Daniel Zeichner, Member of Parliament for Cambridge, said: “Cambridge is one of Europe’s most significant centres for science-based research and enterprise and so empowering future generations to pursue STEM subjects is absolutely critical to maintaining the region’s – and nation’s – position at the forefront of scientific enquiry and academic excellence. Cambridge Science Centre do such great work in laying the foundations for science learning for our young people, and this is seen in the impact it has made on the over 300,000 children that have been through its doors.”
On Friday, Daniel Zeichner MP learnt all things machine-related, as he visited Cambridge Science Centre, an educational charity committed to addressing the Science, Technology, Engineering and Maths (STEM) skills gap and showcasing Cambridge science and innovation.
Throughout the summer period, the centre held a holiday programme with different events each day for five to 11-year-olds. At Friday’s session, Mr Zeichner learnt how machines are built, before attempting to construct his very own, using recycled materials.

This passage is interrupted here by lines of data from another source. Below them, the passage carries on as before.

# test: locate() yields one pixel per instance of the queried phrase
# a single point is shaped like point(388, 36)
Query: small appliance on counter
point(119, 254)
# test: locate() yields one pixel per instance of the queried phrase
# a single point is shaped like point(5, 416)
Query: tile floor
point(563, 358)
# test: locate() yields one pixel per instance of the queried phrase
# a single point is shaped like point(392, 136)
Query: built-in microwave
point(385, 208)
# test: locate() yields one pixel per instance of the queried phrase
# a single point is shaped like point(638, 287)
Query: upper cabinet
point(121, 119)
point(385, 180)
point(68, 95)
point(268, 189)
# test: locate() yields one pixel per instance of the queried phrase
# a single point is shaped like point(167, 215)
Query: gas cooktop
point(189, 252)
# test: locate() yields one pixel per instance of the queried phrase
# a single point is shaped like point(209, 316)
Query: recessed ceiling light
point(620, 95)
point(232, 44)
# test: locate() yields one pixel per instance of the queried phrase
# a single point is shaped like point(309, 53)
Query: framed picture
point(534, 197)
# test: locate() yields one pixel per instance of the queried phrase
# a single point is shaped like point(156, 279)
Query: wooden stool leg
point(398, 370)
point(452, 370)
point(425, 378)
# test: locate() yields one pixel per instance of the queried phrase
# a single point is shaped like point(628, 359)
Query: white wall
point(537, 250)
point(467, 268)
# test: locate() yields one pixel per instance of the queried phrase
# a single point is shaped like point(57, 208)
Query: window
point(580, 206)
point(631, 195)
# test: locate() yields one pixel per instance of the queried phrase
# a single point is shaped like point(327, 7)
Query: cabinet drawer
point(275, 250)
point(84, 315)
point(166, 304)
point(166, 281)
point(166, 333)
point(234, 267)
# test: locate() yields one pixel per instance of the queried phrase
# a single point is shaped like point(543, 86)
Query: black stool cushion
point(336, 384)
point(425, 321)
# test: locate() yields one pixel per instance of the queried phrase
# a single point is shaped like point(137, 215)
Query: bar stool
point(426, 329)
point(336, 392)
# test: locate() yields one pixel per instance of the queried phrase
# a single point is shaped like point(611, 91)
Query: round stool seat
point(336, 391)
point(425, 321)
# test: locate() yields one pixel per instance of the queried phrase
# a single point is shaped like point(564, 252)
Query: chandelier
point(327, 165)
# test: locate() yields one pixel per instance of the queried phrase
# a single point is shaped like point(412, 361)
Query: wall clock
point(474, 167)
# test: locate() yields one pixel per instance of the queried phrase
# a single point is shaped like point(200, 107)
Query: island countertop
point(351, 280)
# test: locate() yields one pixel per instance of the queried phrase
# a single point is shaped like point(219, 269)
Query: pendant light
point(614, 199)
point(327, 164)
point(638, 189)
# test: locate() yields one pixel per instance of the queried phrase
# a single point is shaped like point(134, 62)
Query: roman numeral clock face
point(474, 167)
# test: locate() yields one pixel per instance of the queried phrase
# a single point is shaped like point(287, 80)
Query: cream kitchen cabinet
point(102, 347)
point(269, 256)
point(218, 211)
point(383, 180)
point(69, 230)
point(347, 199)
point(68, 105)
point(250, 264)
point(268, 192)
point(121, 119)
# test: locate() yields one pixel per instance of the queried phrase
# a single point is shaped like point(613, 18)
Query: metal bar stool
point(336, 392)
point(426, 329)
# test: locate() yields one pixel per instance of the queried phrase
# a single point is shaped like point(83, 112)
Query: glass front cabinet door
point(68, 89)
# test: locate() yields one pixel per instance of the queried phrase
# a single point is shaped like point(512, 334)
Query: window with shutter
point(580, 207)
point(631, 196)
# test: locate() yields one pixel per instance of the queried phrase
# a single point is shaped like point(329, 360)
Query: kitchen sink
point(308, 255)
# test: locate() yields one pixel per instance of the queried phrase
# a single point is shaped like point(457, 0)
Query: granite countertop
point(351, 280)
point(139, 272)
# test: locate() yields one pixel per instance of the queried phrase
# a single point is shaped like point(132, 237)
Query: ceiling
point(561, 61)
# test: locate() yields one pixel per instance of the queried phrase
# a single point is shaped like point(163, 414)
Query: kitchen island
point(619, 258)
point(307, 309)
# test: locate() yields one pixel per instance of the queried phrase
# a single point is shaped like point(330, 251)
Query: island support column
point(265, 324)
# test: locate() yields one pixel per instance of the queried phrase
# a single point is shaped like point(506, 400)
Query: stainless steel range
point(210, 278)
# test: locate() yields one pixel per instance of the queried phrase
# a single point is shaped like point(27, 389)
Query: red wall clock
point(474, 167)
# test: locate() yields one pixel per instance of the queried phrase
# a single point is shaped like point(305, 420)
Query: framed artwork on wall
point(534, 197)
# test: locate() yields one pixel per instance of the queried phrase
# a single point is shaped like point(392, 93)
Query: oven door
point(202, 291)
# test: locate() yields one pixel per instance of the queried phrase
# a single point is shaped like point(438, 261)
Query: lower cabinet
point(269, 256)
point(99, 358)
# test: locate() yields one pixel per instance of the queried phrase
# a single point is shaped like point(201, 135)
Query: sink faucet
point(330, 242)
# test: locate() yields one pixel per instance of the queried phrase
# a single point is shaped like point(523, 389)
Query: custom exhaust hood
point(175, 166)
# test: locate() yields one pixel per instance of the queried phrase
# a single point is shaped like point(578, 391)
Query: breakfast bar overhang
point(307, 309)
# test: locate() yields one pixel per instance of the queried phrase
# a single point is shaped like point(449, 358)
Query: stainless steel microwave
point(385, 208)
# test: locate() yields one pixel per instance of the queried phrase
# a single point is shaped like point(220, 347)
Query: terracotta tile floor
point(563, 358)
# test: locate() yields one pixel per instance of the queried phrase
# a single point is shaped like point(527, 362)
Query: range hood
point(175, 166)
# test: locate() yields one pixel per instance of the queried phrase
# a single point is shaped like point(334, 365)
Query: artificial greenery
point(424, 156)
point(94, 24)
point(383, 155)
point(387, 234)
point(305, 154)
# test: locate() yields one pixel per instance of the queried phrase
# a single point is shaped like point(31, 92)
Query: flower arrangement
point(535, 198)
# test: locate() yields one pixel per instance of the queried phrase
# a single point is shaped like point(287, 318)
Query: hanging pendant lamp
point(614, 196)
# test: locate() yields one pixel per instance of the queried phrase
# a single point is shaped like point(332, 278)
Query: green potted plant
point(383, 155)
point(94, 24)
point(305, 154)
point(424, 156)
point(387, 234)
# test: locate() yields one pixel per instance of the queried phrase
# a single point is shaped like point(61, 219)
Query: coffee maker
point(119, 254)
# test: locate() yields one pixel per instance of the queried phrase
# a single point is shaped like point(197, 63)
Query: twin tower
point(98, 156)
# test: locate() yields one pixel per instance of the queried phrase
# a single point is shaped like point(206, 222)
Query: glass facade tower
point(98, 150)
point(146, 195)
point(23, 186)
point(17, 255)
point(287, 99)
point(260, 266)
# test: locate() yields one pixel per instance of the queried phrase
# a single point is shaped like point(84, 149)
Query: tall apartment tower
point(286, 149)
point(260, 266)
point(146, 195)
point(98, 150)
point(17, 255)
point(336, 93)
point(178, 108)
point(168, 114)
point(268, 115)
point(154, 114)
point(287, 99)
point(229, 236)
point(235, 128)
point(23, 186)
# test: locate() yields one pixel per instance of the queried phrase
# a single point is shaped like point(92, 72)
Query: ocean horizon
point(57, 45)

He believes the centre’s award-winning approach can help inform UK-wide approaches to closing the STEM skills gap through widening access to under-represented groups. The UK’s STEM skills shortage is well-documented, costing employers £1.5billion a year in additional training costs, recruitment and temporary staffing, and while Cambridge represents one of Europe’s leading technology hubs, many communities have limited opportunities to participate in STEM subjects.